The DA core appears to have originated from a Xiao core by inserting sequences from the 16p and 21q donor loci (Figs. 2 and 3). While replicative DNA transposition has been proposed to explain chimeric sequence formation within SDs [11,32], the exact mechanism by which DNA has transposed is unclear, as these sequence fragments do not encode DNA transposases like DNA transposons. In addition, the model proposes that sequences from different donor loci are being independently transposed to the acceptor locus [11,32], predicting a higher possibility of acceptor locus sequences intervening between inserted sequences from two different donor loci, which, however, is not the case here as the three sequence fragments from the 16p and 21q donor sites were found to be directly fused (Fig. 2).

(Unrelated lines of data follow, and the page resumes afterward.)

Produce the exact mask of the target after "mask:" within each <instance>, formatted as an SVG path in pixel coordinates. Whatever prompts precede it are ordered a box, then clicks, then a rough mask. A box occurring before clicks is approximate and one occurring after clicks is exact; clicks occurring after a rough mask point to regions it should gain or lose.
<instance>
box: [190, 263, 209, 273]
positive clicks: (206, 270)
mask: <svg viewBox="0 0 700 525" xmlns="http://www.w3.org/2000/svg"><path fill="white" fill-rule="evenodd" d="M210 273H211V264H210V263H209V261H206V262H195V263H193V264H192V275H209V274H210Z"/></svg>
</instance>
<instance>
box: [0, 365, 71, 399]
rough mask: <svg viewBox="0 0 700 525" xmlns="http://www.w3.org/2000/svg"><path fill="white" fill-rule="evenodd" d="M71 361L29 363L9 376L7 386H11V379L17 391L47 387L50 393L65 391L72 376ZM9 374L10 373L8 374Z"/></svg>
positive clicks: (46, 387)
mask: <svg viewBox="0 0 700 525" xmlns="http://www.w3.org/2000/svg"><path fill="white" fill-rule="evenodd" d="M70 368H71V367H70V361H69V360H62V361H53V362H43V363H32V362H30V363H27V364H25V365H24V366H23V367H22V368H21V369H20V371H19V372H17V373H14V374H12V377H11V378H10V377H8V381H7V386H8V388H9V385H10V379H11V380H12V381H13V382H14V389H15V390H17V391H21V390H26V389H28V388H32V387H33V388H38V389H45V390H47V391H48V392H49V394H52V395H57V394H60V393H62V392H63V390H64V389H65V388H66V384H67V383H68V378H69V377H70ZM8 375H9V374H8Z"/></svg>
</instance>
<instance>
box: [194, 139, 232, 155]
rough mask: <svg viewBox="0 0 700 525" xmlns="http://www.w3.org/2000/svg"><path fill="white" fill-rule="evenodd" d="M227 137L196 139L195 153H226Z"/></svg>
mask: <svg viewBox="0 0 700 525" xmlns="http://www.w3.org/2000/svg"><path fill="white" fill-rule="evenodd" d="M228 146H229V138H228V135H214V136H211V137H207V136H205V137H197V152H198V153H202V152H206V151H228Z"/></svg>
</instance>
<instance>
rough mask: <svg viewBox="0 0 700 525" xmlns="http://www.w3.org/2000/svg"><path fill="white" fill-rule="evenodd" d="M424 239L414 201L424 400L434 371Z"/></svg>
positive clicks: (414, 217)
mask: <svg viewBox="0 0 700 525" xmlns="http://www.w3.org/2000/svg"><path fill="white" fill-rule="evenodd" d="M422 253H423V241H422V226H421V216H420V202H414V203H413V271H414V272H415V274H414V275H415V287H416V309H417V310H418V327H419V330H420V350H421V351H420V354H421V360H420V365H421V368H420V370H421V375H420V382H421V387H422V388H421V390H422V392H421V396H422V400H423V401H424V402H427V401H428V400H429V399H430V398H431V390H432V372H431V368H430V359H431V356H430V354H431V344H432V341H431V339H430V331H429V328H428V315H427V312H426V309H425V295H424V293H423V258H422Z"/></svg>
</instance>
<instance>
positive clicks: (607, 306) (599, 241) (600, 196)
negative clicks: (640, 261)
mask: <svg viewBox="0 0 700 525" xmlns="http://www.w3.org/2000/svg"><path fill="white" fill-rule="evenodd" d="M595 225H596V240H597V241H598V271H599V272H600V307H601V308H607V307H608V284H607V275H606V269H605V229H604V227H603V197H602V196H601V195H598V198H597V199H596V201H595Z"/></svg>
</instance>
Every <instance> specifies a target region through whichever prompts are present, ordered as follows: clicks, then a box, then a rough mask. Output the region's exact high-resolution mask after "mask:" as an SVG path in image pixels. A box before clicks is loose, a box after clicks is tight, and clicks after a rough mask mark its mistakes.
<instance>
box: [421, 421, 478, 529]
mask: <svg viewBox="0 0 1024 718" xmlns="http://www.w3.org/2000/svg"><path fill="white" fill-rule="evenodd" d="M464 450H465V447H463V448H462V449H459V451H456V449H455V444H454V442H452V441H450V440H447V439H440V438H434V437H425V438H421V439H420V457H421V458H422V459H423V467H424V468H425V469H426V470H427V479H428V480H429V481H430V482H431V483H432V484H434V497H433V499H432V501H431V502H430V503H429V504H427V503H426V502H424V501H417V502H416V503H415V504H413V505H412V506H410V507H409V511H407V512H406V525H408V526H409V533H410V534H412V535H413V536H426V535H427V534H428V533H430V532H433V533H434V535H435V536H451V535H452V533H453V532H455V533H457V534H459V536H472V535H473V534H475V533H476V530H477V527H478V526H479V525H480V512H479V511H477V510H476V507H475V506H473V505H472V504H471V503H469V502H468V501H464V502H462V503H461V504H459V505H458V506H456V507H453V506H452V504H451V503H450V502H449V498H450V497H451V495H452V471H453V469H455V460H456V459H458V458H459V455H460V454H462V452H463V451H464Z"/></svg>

A previous study found that AluS and AluY were enriched at SD junctions and proposed that Alu-mediated nonallelic homologous recombination (NAHR) played a role in the origin and spread of SDs [12]. Although AluS was identified at 16p/ 21q chimeric sequence insertion junctions, several observations argue against the NAHR model. First, NAHR would not result in the 3.4-kb TSD at the insertion site shown in Fig. 2.In addition, NAHR would likely induce genomic rearrangements [12], which was not observed, as the 16p and 21q donor loci were found to be ancestral and no rearrangements have been identified since human diverged from mouse/rat ~75 Myr ago (Fig. 1).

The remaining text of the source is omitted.